The person is Michael Le Page.

The Amami spiny rat

There is a spiny rat.

There is a person named Assata KuROIWA.

The loss of the Y chromosomes means the loss of males and the demise of the species. The Amami spiny rat doesn't have a Y chromosomes. Hokkaido University in Japan has shown that one of the rat's normal chromosomes has been turned into a male sex chromosomes.

The Y chromosomes in many mammals, including us, have been decreasing over the last tens of millions of years. The spiny rat is showing how this could happen.

Sex is determined by the X and Y chromosomes in almost all mammals. An embryo that has two X chromosomes will become a female. It becomes male if it has an X and a Y.

The SOX9 gene that causes the development of testes is found on the Y chromosomes.

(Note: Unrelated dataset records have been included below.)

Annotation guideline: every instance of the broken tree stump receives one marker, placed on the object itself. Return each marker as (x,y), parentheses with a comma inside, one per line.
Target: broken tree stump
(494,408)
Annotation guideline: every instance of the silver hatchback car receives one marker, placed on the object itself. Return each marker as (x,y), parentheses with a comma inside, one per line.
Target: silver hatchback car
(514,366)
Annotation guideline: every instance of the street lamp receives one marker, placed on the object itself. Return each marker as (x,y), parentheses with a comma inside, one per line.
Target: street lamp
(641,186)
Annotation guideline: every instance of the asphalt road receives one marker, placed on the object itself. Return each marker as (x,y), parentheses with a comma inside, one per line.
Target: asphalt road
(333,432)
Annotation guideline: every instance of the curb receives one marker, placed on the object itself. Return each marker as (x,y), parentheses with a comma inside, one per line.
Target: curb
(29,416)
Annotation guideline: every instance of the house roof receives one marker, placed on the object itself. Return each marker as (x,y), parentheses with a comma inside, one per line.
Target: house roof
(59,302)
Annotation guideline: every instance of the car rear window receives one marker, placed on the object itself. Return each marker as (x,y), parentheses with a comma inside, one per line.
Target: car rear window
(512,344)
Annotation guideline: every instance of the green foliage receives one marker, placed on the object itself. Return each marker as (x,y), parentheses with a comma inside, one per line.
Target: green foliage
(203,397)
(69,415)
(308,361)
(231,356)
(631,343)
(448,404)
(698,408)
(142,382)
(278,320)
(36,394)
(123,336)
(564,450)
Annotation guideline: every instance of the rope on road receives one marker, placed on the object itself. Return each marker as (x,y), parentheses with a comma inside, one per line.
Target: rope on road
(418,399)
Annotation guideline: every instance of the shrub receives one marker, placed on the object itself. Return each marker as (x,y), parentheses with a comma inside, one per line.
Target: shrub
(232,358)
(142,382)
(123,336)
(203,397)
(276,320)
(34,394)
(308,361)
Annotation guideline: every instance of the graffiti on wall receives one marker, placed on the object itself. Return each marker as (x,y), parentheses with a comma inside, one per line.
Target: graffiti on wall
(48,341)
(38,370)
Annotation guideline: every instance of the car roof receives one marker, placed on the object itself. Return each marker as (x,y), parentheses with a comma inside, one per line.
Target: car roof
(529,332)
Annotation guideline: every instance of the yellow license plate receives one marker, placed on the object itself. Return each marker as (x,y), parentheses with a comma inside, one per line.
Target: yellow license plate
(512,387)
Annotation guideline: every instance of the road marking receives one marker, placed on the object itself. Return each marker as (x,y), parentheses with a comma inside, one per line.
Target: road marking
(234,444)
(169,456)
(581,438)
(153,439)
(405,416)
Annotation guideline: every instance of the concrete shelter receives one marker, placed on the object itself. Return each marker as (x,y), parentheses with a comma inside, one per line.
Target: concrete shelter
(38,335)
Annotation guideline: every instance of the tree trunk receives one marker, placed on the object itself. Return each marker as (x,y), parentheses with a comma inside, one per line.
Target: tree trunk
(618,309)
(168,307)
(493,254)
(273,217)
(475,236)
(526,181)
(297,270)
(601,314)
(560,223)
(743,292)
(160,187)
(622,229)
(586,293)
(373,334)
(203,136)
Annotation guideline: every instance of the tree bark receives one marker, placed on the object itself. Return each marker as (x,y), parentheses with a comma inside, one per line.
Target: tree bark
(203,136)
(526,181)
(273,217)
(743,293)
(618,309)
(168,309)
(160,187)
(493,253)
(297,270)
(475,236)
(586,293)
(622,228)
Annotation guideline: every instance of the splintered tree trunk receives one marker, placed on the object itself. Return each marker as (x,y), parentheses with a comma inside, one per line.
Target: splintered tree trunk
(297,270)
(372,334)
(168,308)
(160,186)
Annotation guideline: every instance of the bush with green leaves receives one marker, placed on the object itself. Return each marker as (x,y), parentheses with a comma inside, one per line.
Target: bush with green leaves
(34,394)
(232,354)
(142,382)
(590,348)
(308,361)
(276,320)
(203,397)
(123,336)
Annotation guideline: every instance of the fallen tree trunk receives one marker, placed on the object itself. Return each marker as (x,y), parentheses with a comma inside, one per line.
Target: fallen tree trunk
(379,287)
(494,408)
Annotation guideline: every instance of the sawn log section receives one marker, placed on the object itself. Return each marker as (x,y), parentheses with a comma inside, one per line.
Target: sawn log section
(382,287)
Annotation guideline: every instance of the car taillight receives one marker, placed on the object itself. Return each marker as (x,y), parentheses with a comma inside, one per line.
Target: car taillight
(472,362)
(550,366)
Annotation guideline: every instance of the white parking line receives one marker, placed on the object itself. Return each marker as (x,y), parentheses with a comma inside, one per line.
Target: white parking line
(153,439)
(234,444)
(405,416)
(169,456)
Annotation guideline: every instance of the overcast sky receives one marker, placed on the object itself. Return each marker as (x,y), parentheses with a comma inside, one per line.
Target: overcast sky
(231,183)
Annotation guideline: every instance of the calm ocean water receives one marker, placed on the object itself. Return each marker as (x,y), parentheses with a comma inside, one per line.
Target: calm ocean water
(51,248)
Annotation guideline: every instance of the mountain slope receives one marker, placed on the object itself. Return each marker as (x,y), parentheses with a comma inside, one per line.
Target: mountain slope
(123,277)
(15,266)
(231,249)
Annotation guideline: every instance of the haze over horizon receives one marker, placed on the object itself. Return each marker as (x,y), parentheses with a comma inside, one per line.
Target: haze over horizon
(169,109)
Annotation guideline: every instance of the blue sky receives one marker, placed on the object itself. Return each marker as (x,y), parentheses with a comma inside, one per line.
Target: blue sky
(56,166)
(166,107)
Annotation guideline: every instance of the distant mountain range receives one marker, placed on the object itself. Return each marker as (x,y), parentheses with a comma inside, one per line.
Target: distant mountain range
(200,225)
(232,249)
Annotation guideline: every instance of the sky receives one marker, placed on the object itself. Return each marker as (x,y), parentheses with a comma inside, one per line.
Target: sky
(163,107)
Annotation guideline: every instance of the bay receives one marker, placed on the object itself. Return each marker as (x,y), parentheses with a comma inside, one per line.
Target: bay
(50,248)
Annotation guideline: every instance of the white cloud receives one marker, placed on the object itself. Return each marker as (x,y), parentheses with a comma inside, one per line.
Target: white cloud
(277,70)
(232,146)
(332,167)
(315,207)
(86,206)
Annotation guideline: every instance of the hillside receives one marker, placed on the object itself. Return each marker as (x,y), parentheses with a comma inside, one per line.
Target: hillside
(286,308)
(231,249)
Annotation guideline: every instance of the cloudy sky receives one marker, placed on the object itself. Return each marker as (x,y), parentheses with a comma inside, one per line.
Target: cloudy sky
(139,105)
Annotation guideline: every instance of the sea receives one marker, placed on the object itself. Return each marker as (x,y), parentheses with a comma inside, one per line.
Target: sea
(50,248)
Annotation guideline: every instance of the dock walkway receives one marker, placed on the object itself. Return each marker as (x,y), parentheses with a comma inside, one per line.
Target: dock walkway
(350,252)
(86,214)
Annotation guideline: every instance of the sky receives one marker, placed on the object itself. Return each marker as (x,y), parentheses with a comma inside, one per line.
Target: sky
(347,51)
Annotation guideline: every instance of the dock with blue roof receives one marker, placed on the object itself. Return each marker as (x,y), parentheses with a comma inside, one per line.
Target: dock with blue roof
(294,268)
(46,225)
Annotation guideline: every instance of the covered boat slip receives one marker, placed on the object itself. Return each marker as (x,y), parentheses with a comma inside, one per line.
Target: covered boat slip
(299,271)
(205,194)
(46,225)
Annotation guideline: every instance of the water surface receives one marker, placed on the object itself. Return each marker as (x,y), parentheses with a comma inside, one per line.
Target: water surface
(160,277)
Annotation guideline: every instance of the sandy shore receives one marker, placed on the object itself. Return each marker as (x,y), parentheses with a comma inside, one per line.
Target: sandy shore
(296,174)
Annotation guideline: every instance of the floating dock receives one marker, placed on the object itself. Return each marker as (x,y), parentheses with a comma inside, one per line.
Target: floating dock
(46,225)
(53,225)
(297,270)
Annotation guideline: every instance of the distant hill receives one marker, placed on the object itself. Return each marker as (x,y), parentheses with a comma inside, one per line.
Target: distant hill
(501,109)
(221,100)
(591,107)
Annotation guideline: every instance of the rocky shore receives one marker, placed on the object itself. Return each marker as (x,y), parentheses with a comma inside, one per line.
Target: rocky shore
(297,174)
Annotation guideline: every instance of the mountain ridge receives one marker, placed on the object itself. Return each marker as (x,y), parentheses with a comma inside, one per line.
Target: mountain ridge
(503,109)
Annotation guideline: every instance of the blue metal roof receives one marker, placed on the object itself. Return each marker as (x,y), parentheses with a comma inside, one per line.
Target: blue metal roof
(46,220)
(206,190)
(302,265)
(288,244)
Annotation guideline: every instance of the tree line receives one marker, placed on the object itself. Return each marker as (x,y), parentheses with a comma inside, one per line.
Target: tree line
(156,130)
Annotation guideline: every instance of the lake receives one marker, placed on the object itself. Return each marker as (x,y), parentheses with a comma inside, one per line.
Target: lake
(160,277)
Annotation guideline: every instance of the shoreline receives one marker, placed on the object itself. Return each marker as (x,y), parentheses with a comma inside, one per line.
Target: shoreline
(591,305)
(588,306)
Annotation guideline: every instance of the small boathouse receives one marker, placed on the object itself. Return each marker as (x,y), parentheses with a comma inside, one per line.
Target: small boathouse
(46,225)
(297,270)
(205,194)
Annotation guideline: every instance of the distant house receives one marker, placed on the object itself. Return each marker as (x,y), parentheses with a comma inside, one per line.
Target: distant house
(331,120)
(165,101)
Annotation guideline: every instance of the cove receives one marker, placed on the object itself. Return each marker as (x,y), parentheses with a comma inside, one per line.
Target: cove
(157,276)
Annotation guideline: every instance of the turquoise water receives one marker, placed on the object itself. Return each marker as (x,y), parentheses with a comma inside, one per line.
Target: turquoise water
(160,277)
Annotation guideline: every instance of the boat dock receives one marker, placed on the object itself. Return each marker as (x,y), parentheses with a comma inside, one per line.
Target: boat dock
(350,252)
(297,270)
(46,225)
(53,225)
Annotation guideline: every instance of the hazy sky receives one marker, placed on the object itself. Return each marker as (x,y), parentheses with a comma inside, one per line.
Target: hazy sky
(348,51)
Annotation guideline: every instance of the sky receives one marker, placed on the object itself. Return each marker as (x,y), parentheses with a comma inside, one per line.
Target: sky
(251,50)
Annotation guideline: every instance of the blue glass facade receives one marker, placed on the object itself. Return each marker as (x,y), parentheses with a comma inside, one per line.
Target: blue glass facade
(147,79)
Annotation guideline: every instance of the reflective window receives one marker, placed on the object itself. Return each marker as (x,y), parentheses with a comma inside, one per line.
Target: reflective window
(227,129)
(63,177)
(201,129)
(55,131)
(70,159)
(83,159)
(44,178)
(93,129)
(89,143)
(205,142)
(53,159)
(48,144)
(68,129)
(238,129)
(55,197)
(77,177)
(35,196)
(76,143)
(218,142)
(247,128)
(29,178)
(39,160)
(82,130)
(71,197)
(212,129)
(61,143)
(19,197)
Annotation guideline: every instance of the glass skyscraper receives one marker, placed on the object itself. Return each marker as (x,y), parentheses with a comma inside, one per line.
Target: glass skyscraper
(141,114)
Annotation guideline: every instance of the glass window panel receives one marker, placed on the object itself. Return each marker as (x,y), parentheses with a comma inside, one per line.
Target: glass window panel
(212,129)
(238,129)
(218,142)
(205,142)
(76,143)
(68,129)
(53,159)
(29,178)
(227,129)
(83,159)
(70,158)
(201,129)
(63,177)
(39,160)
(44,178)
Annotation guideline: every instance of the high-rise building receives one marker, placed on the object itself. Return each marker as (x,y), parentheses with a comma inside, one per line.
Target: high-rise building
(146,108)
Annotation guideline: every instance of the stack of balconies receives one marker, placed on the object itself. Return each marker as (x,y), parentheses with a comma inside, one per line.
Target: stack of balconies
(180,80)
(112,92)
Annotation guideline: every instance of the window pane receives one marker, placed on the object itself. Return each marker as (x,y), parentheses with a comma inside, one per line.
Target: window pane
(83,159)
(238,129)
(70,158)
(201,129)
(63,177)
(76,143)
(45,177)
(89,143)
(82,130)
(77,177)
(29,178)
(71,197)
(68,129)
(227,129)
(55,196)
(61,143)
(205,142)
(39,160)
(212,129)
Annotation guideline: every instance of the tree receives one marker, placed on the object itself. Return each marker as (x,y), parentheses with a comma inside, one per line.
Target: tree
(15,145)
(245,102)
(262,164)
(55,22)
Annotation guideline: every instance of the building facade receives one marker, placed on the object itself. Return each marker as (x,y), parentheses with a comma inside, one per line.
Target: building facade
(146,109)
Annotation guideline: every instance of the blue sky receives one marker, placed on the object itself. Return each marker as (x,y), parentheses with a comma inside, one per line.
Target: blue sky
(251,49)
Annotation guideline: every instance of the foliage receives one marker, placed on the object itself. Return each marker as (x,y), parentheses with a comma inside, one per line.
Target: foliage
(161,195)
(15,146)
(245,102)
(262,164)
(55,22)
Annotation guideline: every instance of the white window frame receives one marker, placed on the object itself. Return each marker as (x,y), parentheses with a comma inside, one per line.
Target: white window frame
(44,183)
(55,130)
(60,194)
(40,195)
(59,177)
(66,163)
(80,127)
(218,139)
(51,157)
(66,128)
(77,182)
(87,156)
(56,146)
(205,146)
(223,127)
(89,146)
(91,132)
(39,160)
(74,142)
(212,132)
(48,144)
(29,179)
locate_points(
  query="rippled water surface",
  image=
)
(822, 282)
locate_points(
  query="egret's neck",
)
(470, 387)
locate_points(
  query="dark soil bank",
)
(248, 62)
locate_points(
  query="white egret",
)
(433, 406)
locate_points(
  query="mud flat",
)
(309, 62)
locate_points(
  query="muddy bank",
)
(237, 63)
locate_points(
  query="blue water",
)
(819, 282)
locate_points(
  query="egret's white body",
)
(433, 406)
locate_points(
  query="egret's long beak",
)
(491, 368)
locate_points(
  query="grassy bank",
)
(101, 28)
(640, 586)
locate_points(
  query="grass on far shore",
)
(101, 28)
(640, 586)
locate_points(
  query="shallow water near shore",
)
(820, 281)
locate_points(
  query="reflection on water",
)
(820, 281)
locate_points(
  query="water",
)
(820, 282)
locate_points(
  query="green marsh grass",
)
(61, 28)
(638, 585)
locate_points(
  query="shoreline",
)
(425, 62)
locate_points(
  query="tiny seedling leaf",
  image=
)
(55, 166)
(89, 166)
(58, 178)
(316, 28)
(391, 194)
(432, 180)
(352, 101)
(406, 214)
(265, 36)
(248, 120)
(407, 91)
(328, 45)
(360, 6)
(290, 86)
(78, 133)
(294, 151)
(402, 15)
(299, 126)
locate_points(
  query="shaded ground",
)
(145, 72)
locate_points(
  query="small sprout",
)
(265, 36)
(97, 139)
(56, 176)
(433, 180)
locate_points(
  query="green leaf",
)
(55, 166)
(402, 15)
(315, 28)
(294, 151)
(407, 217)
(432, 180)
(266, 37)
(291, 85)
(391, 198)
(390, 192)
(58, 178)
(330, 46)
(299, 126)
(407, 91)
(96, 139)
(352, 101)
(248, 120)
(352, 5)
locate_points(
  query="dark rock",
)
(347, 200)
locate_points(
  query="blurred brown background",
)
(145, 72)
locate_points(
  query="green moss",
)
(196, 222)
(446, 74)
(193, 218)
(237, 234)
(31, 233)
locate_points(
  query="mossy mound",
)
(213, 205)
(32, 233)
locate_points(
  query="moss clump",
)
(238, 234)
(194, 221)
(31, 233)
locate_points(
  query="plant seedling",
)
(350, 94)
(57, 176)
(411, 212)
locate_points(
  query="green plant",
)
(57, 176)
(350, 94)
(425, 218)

The Amami spiny rat is one of only a few mammals that don't have Y chromosomes. There is only one X chromosomes for females and males.

Female mammals show that the shrunken Y doesn't have any important genes, so cells and individuals can survive its loss. Recent studies show that it is lost from cells as men get older. The Y should be lost because there would be no more males.

In order to find out how male rats still exist, Kuroiwa and her team first looked at the genomes of several males and females. One of the two copies of chromosome 3 has a duplicated region in male rats.

Adding the duplicated region to mice was one of the experiments done by the team. The version without the duplication is referred to as a "proto-X" while the version with the duplication is referred to as a "proto-Y".

To show that no males develop, the team would have to remove the duplicated rats from the petri dish. The spiny rat is an important species and can't be studied in such a way. The evidence they have is convincing.

Previous attempts to find out how male spiny rats became male have come up blank because of copy number variations.

After 2 million years ago, the spiny rats split from the related species that still have a Y chromosome. The loss of the Y would not result in the loss of all males once it was duplicated. A group of males with and without a Y may have been present on the island.

Males with no Y died off as a result of rising seas. The land area was much smaller in the past due to the rising sea level.

This is a great work of art. Jenny Graves, a lecturer at La Trobe University in Melbourne, Australia, made a controversial claim in 2002 that the human Y chromosomes will be lost in 10 million years. She says there is no reason to think our Y chromosome is any stronger than the spiny rat's.

Kuroiwa agrees with Jenny. I think that the Y chromosomes will disappear.

According to a number of studies, the Y chromosomes is in no danger of being lost by us or other mammals. The paper makes it clear that the loss of a Y chromosomes is very rare in mammals.

The Amami spiny rat has only one X chromosomes and this could be lost over time. According to Kuroiwa, he thinks that X will eventually disappear due to its unstable nature.

The descendants of the Amami spiny rat are likely to evolve along the same lines as the X and Y.

The journal is titled PNAS and it can be found at 10.1073/pnas.